Spacecube: A fast inverse hyperspectral georectification system
Thomas P. Watson, Eddie L. Jacobs
TL;DR
Spacecube tackles the slow, artifact-prone nature of traditional direct georectification for hyperspectral datacubes by introducing a mesh-based inverse georectification pipeline that leverages GPU rendering via OpenGL. The system comprises a viewer and a rasterizer, implemented in Python with ModernGL, and operates on ENVI band-sequential data to deliver rapid, artifact-free georectified cubes. Key contributions include a mesh-generated coverage model that eliminates gaps, GPU-accelerated rendering for per-pixel radiance computation, and a public release of the codebase. The approach yields substantial speedups (over real-time operation by orders of magnitude) and enables interactive exploration and fast final datacube export, though it assumes a relatively flat ground surface and omits overlapping-sample averaging, which are slated as future work.
Abstract
Hyperspectral cameras provide numerous advantages in terms of the utility of the data captured. They capture hundreds of data points per sample (pixel) instead of only the few of RGB or multispectral camera systems.
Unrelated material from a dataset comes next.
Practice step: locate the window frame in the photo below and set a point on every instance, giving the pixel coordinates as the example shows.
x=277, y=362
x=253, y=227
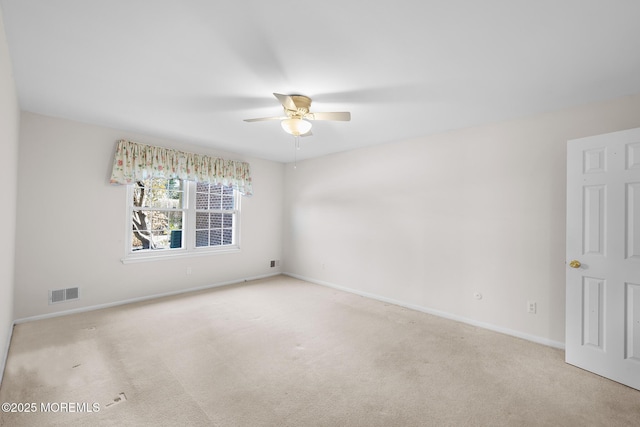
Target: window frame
x=189, y=248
Aerial systems sense such data remotely, but the data must be georectified to produce consistent images before analysis. We find the traditional direct georectification method to be slow, and it is prone to artifacts. To address its downsides, we propose Spacecube, a program that implements a complete hyperspectral georectification pipeline, including our own fast inverse georectification technique, using OpenGL graphics programming technologies. Spacecube operates substantially faster than real-time and eliminates pixel coverage artifacts. It facilitates high quality interactive viewing, data exploration, and export of final products. We release Spacecube's source code publicly for the community to use.